The H20 has been a giant, multibillion-dollar headache for Nvidia and a flashpoint for the confusing geopolitical, commercial, and technological crosscurrents in the US-China relationship this year.
This nerfed version of Nvidia’s H100 chip was developed specifically for sale to China in response to export controls introduced by the Biden administration. Near the height of trade tensions with China in April, the Trump administration enacted fresh export restrictions on the sale of these chips. Nvidia took a $4.5 billion impairment charge in its Q1 earnings tied to this export ban, and said that its Q2 sales guidance would have been $8 billion higher if not for this change to trade policy.

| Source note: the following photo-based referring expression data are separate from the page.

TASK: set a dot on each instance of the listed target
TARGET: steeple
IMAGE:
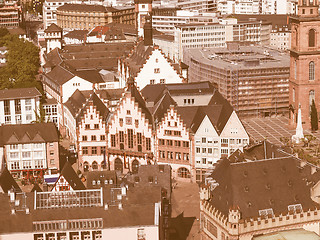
(308, 8)
(148, 31)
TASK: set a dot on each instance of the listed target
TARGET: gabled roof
(60, 75)
(17, 93)
(140, 101)
(7, 182)
(92, 75)
(71, 177)
(28, 133)
(53, 28)
(162, 106)
(77, 34)
(193, 116)
(257, 185)
(79, 101)
(36, 188)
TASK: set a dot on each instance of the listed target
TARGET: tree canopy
(22, 63)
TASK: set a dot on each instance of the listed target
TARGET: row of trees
(22, 62)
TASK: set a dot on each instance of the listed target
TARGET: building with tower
(304, 60)
(143, 8)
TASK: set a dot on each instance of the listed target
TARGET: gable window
(311, 71)
(84, 150)
(94, 150)
(113, 140)
(312, 38)
(130, 138)
(148, 144)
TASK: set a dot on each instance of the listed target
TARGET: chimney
(148, 41)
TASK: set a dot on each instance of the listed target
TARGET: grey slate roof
(7, 182)
(79, 100)
(53, 28)
(257, 185)
(18, 93)
(83, 8)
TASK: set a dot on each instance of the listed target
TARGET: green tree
(22, 64)
(314, 117)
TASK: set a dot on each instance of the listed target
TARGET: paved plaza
(272, 129)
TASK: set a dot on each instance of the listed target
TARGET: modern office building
(254, 79)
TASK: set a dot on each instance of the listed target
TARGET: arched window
(183, 173)
(311, 97)
(312, 37)
(311, 70)
(85, 166)
(135, 166)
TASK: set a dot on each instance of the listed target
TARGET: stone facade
(304, 60)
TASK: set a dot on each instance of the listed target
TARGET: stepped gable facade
(30, 148)
(130, 133)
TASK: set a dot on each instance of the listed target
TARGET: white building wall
(72, 85)
(98, 132)
(235, 133)
(149, 72)
(206, 138)
(131, 233)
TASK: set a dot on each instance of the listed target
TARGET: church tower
(304, 82)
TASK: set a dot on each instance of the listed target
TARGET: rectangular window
(148, 144)
(113, 140)
(185, 144)
(139, 138)
(94, 150)
(6, 107)
(17, 106)
(130, 138)
(121, 136)
(84, 150)
(128, 120)
(102, 150)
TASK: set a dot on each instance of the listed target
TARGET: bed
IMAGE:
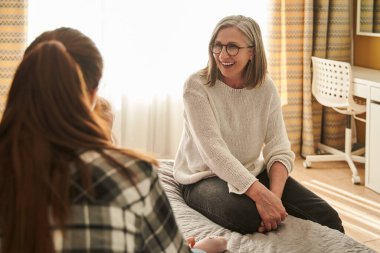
(294, 235)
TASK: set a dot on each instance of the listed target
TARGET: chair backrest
(332, 85)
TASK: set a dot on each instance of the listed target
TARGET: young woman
(233, 118)
(64, 187)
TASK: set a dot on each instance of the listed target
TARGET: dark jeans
(238, 213)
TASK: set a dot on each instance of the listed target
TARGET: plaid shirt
(122, 217)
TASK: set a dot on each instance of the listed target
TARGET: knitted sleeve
(277, 145)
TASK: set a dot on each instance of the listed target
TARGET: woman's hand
(269, 206)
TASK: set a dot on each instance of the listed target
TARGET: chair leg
(347, 151)
(337, 155)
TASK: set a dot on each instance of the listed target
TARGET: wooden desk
(367, 85)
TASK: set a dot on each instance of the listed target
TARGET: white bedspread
(294, 235)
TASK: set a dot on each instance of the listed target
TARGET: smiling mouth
(227, 63)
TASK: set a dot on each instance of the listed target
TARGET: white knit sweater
(229, 131)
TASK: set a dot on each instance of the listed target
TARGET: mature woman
(233, 119)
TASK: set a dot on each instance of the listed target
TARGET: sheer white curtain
(149, 47)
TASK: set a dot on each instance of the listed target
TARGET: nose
(223, 53)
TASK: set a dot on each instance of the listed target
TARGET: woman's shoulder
(196, 79)
(117, 176)
(134, 165)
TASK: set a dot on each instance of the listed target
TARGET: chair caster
(355, 179)
(306, 164)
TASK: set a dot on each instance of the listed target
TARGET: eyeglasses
(231, 49)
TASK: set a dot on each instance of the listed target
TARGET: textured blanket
(294, 235)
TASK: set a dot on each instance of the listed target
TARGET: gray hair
(256, 69)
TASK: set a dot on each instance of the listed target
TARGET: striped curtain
(13, 32)
(299, 29)
(370, 16)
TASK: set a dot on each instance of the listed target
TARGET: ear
(93, 97)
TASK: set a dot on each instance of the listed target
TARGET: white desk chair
(332, 86)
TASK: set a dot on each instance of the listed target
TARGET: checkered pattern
(120, 216)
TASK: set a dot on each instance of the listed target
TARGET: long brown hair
(46, 123)
(81, 48)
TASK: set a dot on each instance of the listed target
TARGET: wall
(366, 54)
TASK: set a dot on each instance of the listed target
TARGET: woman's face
(232, 40)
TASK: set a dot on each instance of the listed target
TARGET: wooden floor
(358, 206)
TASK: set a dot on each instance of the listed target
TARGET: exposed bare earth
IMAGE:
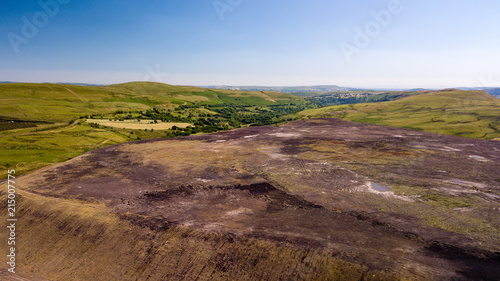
(311, 184)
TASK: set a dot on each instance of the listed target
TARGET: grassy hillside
(42, 124)
(56, 102)
(452, 112)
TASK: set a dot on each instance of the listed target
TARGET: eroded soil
(311, 184)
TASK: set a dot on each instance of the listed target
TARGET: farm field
(472, 114)
(44, 124)
(138, 125)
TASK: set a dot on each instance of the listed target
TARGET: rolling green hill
(42, 124)
(453, 112)
(57, 102)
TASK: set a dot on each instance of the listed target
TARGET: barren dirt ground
(392, 199)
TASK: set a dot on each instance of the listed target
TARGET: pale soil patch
(136, 125)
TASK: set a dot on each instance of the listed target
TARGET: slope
(42, 124)
(452, 112)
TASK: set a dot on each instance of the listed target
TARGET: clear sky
(370, 43)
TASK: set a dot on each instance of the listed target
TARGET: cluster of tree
(339, 98)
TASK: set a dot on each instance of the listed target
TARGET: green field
(452, 112)
(42, 124)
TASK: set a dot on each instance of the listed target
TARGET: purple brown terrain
(399, 203)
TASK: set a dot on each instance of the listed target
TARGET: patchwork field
(320, 199)
(138, 125)
(472, 114)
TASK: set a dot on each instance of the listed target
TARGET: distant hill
(295, 89)
(452, 112)
(42, 124)
(62, 102)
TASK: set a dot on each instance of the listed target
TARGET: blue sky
(420, 43)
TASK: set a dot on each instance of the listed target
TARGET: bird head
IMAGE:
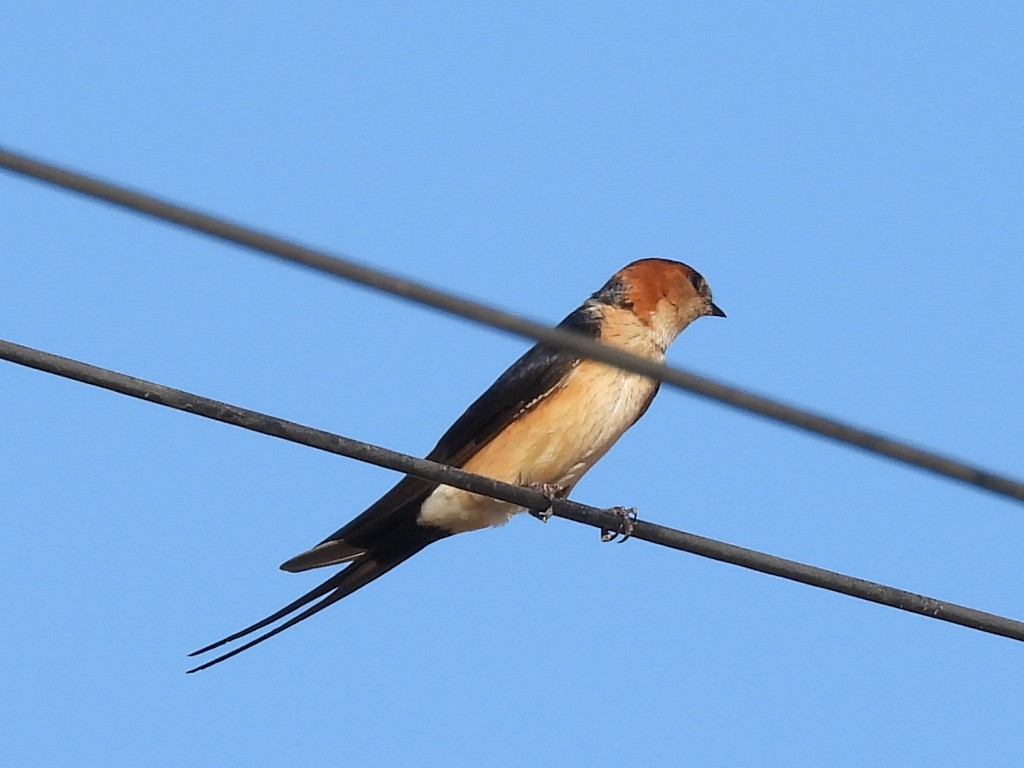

After an intense public and private lobbying campaign, Nvidia (and Advanced Micro Devices) managed to receive assurances that they would be able to sell their tailor-made AI chips to China once again in mid-July. But the chip designers formally received those export licenses only after striking a novel deal to send 15% of revenues from those sales to the US government.
Nvidia had planned to sell down only its existing H20 inventory to China after it got the initial all-clear, but then reportedly elected to order more H20 chips from TSMC because demand for these processors was so hot — only to then see it seemingly doused by Chinese regulators.
Who knows what the twists and turns for the H20 mean for its successor model that’s in development, as China’s data security concerns surrounding the US chip designer’s products may be also colored by a desire to help promote domestic champion Huawei’s offerings.